From Adjunctions to Monads
I thought I would share one of my favorite constructions in
Haskell, namely that adjoint functors give rise to monads.
Although it's a trivial result in category theory how it
manifests in Haskell is quite lovely.
A Functor in Haskell maps objects and morphism (i.e. functions)

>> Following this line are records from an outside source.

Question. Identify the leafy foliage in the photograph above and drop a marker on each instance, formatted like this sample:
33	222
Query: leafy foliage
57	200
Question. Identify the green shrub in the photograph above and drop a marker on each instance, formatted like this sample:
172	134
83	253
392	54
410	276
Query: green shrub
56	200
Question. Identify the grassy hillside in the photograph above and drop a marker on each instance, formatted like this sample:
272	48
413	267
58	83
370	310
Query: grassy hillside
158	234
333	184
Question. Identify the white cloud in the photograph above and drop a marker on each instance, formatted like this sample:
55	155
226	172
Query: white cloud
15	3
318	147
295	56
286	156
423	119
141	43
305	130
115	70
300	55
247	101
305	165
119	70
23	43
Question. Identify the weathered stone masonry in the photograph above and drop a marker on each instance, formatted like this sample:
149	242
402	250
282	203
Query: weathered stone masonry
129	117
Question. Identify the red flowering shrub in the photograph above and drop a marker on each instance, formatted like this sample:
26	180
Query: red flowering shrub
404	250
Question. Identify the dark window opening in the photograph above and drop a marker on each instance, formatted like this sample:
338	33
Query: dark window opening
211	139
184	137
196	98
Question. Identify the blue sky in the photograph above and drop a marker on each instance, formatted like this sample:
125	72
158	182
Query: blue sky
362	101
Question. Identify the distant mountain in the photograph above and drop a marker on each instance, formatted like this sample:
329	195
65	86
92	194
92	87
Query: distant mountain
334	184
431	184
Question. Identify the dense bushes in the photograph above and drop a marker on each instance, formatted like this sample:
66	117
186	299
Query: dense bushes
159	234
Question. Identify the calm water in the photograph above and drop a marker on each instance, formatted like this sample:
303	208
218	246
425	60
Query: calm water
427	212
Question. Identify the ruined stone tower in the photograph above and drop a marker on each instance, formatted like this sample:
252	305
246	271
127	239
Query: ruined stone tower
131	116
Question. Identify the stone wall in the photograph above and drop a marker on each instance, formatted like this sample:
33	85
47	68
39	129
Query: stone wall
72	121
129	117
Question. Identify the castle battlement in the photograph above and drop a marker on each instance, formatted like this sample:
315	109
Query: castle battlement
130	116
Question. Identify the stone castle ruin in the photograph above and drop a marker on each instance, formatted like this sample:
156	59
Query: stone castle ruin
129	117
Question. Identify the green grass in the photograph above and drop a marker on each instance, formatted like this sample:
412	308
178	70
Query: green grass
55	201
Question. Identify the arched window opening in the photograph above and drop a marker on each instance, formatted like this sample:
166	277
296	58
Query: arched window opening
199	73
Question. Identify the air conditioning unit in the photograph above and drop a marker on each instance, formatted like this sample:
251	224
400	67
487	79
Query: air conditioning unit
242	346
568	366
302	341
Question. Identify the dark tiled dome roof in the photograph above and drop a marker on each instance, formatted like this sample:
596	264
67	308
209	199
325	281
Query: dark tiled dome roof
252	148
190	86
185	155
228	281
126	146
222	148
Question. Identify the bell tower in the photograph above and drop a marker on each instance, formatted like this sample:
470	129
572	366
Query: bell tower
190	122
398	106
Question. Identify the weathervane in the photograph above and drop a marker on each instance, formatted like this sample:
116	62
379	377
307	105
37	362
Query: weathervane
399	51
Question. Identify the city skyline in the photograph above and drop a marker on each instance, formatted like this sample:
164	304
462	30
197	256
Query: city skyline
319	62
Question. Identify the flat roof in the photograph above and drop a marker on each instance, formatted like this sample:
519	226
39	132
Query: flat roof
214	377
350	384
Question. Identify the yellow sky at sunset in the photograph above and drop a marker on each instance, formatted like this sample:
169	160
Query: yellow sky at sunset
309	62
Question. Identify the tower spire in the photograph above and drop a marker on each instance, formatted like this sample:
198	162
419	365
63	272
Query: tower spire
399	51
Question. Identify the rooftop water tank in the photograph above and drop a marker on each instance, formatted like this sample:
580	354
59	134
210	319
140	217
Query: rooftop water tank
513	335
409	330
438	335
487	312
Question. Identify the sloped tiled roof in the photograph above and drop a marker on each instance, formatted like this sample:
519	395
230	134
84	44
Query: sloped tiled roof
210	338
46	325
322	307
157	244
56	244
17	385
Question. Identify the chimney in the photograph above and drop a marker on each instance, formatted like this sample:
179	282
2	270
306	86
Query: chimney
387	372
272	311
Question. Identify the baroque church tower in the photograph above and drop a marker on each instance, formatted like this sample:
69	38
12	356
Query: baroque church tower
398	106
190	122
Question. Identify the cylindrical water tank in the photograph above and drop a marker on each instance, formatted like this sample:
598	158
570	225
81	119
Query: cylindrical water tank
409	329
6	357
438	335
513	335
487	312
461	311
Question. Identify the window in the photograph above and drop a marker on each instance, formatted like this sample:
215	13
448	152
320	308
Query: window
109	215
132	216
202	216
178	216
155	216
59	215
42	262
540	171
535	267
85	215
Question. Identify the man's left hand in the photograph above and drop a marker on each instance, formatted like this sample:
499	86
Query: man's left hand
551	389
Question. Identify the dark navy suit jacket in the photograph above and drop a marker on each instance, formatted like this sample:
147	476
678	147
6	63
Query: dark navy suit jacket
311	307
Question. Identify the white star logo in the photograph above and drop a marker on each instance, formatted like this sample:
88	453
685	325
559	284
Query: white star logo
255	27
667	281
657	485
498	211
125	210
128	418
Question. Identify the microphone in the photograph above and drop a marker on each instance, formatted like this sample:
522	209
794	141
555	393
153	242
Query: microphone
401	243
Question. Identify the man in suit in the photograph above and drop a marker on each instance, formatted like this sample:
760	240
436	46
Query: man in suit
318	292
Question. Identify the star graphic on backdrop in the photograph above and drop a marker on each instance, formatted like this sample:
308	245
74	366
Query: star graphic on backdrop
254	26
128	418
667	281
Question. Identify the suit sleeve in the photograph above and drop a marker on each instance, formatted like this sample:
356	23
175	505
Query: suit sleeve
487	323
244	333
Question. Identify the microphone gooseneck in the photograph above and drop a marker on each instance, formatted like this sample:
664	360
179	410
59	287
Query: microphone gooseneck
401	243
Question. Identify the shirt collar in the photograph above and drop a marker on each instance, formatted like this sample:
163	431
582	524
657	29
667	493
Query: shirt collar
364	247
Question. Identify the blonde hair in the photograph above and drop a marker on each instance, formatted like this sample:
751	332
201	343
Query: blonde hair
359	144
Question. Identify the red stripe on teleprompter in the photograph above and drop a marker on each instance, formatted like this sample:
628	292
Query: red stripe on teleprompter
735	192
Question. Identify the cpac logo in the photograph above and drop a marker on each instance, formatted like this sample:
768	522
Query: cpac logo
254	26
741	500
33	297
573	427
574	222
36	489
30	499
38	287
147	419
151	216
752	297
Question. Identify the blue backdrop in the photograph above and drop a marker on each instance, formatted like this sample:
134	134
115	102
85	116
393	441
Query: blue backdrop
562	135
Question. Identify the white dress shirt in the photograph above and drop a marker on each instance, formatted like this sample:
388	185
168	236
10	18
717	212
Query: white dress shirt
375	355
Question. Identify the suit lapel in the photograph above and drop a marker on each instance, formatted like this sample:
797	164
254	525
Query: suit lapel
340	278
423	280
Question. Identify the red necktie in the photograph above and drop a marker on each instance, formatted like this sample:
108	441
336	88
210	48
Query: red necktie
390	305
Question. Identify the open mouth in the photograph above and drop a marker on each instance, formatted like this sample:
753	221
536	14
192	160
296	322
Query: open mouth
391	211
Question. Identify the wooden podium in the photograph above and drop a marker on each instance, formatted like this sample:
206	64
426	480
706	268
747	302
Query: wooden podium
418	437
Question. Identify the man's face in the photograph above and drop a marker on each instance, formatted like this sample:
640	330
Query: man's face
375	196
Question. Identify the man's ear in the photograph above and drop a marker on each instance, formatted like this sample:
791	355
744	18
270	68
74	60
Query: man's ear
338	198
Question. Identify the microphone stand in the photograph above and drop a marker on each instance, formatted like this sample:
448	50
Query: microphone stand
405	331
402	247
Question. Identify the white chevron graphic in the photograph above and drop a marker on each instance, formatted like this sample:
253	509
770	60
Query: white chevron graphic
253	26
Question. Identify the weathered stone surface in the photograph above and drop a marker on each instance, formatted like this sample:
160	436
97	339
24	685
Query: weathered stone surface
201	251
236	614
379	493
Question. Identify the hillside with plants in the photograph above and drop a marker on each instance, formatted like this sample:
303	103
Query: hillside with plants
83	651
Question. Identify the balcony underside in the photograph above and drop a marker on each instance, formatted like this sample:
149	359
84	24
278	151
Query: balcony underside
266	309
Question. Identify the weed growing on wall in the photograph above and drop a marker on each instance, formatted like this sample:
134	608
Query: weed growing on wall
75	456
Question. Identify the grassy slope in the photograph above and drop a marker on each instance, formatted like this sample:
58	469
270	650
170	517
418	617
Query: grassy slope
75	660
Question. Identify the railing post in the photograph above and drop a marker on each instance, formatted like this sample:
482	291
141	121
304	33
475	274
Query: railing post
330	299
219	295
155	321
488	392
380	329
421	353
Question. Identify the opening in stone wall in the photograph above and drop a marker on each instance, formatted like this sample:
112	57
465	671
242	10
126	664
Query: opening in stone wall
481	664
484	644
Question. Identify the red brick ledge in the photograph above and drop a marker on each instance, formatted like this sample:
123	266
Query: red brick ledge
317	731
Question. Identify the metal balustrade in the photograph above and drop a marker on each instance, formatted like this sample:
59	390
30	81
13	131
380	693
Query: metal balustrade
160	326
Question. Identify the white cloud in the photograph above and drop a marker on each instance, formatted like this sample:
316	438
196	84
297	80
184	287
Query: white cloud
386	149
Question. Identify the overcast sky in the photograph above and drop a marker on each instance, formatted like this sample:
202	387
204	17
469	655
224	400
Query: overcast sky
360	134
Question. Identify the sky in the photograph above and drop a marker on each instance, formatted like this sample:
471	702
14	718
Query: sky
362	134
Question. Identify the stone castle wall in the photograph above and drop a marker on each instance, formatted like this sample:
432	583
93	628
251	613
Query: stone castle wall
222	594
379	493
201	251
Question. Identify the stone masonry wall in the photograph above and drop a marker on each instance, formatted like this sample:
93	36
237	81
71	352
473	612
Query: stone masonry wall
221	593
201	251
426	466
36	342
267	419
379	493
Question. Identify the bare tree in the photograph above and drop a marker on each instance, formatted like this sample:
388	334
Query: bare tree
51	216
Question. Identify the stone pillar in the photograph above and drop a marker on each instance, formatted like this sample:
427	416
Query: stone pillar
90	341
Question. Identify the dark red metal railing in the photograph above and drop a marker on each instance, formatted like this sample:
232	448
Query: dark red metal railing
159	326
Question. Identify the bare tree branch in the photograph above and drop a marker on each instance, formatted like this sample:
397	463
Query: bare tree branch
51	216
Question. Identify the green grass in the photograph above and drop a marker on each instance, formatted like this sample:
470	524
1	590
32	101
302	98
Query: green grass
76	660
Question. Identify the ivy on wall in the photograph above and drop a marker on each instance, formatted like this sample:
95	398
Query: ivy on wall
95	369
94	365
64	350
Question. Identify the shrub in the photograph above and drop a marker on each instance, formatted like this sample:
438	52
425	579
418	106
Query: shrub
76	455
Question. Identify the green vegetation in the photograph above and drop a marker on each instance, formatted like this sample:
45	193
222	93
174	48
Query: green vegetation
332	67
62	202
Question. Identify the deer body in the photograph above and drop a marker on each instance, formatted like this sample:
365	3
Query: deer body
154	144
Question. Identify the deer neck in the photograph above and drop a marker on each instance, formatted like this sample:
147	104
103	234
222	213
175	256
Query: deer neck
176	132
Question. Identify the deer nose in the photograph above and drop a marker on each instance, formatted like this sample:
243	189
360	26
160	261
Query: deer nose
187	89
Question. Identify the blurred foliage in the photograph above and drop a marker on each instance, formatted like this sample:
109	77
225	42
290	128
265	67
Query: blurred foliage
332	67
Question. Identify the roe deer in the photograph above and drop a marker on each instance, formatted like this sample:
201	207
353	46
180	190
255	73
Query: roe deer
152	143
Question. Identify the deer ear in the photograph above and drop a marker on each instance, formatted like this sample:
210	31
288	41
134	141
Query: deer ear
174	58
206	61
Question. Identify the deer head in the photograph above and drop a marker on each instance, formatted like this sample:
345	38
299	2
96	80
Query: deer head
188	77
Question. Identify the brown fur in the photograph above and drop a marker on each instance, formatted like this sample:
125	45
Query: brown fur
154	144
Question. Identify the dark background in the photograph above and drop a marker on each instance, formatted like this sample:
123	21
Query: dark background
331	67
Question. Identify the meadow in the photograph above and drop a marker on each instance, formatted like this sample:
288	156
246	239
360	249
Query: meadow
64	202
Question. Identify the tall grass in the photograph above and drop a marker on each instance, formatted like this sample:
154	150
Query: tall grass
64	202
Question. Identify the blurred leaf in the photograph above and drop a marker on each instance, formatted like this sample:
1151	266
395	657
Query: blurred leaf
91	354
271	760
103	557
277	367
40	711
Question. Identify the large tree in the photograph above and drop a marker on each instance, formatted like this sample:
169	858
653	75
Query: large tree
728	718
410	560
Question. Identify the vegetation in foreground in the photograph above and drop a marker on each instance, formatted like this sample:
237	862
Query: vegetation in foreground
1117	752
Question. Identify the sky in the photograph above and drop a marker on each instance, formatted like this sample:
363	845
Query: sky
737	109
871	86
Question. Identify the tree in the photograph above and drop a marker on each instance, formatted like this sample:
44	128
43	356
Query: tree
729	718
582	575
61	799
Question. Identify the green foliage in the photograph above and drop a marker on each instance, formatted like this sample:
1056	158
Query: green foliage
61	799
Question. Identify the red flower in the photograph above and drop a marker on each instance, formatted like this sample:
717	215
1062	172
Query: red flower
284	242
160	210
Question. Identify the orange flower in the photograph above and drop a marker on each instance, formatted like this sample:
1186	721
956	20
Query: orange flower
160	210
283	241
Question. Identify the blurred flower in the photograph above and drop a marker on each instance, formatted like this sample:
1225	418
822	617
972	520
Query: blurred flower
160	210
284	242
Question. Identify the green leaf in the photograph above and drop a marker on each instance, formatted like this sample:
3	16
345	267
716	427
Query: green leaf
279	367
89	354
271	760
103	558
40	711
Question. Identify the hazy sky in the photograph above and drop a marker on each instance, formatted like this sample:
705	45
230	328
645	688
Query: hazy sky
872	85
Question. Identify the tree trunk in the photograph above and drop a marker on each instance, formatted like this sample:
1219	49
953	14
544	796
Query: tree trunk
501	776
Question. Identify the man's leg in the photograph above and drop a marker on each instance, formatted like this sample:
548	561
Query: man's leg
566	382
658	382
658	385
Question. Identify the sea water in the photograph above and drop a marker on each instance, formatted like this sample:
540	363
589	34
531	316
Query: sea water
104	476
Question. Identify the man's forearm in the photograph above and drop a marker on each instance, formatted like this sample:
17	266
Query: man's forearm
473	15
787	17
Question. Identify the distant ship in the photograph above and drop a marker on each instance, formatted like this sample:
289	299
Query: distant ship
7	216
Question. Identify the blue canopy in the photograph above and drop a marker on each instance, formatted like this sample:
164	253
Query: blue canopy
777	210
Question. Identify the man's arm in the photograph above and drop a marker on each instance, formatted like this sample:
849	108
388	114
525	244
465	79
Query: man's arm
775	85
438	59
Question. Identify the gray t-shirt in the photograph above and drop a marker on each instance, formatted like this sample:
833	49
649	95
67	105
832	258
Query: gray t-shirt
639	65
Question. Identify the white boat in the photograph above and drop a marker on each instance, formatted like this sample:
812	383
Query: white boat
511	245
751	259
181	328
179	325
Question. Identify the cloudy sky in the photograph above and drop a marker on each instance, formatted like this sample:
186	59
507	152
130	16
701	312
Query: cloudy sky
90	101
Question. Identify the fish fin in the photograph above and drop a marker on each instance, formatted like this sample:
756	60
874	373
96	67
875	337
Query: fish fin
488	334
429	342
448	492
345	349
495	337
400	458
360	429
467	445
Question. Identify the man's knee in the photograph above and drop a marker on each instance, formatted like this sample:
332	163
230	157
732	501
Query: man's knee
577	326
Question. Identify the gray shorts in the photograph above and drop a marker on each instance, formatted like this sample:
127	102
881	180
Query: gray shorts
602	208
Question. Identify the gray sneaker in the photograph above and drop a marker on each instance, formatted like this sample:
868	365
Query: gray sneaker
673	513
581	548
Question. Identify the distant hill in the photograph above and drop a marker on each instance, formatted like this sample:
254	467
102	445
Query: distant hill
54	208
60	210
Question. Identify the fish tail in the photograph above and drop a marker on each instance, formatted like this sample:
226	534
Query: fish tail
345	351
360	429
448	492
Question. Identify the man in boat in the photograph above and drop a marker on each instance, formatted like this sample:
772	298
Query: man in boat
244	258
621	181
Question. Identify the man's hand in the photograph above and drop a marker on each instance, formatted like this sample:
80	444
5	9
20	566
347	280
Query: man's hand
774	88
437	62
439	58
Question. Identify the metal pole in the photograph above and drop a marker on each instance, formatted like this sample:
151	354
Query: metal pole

in a subcategory of Hask to objects and morphisms of another
category.
class Functor f where
fmap :: (a -> b) -> f a -> f b
And satisfies the functor laws:
fmap id = id
fmap (a . b) = (fmap a) . (fmap b)
In commutative diagrams we draw objects as points and morphisms
as arrows. In a string diagrams we invert this and draw morphisms
as points and objects as lines.
Functor composition is defined for $F : \mathcal{A} \rightarrow
\mathcal{B}$, $G : \mathcal{B} \rightarrow \mathcal{C}$ as $G
\circ F : \mathcal{A} \rightarrow \mathcal{C}$, and is drawn with
parallel lines.
newtype FComp f g a = C { unC :: f (g a) }
instance (Functor f, Functor g) => Functor (FComp f g) where
fmap f (C x) = C (fmap (fmap f) x)
Generally the composition of functors $F \circ G$ is written
simply as $FG$. Composition diagrammatically allows us to
collapse adjacent segments in our string diagram.
The identity functor ( $\text{Id}$ ) is the functor that maps
each morphism and object to itself.
newtype Id a = Identity { unId :: a }
instance Functor Id where
fmap f x = Identity (f (unId x))
Composition with the identity functor forms an identity relation:
$$
F \circ \text{Id}_B = F \
\text{Id}_A \circ F = F
$$
As witnessed by the expressions:
left :: Functor f => FComp f Id a -> f a
left (C a) = fmap unId a
right :: Functor f => f a -> FComp f Id a
right a = C $ fmap Identity a
We'll follow the convention to omit the identity functor, and it is shown as a dotted line in subsequent
string diagrams.
A natural transformation in our context will be a polymorphic function
associated with two Haskell functor instances f and g with type
signature (Functor f, Functor g) => forall a. f a -> g a. Which could be written with
the following type synonym.
type Nat f g = forall a. f a -> g a
The identity natural transform mapping a functor $F$ to itself is
written $1_F$ and in Haskell is just (id). The composition of
natural transformations follows the associativity laws, shown
below:
The final interchange law states that we can chase the natural
transformations through the functors horizontally or compose
natural transformation between functors vertically and still
arrive at the same result.
$$
(\alpha \beta) \circ (\alpha' \beta') = (\alpha \alpha') \circ (\beta \beta')
$$
type NatComp f f' g g' = forall a. f' (f a) -> g' (g a)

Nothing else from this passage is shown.